Role in CPU verification
In a verification plan for a CPU, benchmarks are distinct from architecture-compliance and microarchitecture test plans. The cited RISC-V verification thesis describes performance verification as a plan focused on performance aspects and bottlenecks, capturing the benchmark patterns used to measure a CPU. Examples named in that context include specint, lmbench, and dhrystone.
The same thesis presents a UVM-based verification infrastructure for a RISC-V core. In that infrastructure, benchmarks are used together with open-source RISC-V toolchain components, the RISC-V compliance test suite, a random instruction generator, and direct tests. The thesis states that these tests and benchmarks are intended to evaluate the functional performance and correctness of the RISC-V core under multiple scenarios and conditions.
Examples in the RISC-V thesis
The thesis table of contents places Benchmarks in the experimental evaluation chapter, with subsections for Dhrystone and Coremark. This supports treating Dhrystone and Coremark as benchmark examples in that work.

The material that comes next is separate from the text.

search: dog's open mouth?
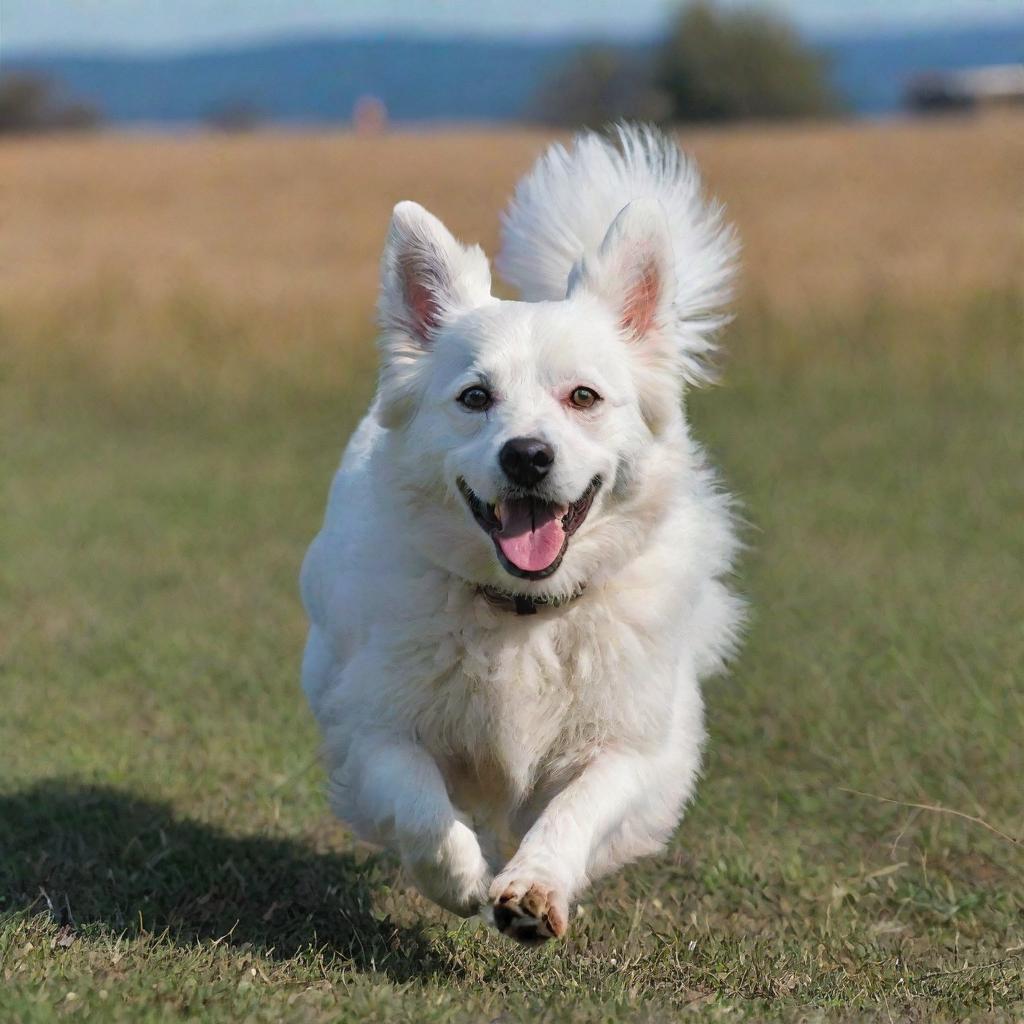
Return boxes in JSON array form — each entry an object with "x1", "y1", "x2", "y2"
[{"x1": 457, "y1": 476, "x2": 602, "y2": 580}]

Reliability and quality considerations
Recent benchmark-focused research in LLM safety reports that benchmark repositories can have runnability and documentation problems: one study of 31 LLM safety benchmarks found that only 39% of benchmark repositories ran without modification and only 16% provided flawless installation guides. The same study argues that ad-hoc modifications needed to run benchmarks can make downstream evaluations less comparable.

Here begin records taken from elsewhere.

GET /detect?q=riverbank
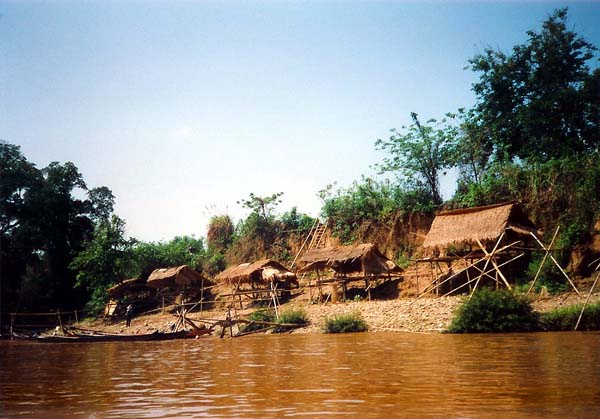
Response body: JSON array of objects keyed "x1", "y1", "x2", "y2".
[{"x1": 80, "y1": 290, "x2": 600, "y2": 336}]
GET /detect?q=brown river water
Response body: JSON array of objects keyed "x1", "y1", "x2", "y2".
[{"x1": 1, "y1": 332, "x2": 600, "y2": 419}]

Another line of recent work frames complex benchmarks themselves as objects that may require auditing. BenchGuard proposes using frontier LLMs to audit task-oriented, execution-based agent benchmarks and reports author-confirmed benchmark issues, including fatal errors that made tasks unsolvable in one audited benchmark. Together, these results reinforce that benchmark results depend not only on the system being tested but also on the quality, documentation, and correctness of the benchmark artifacts.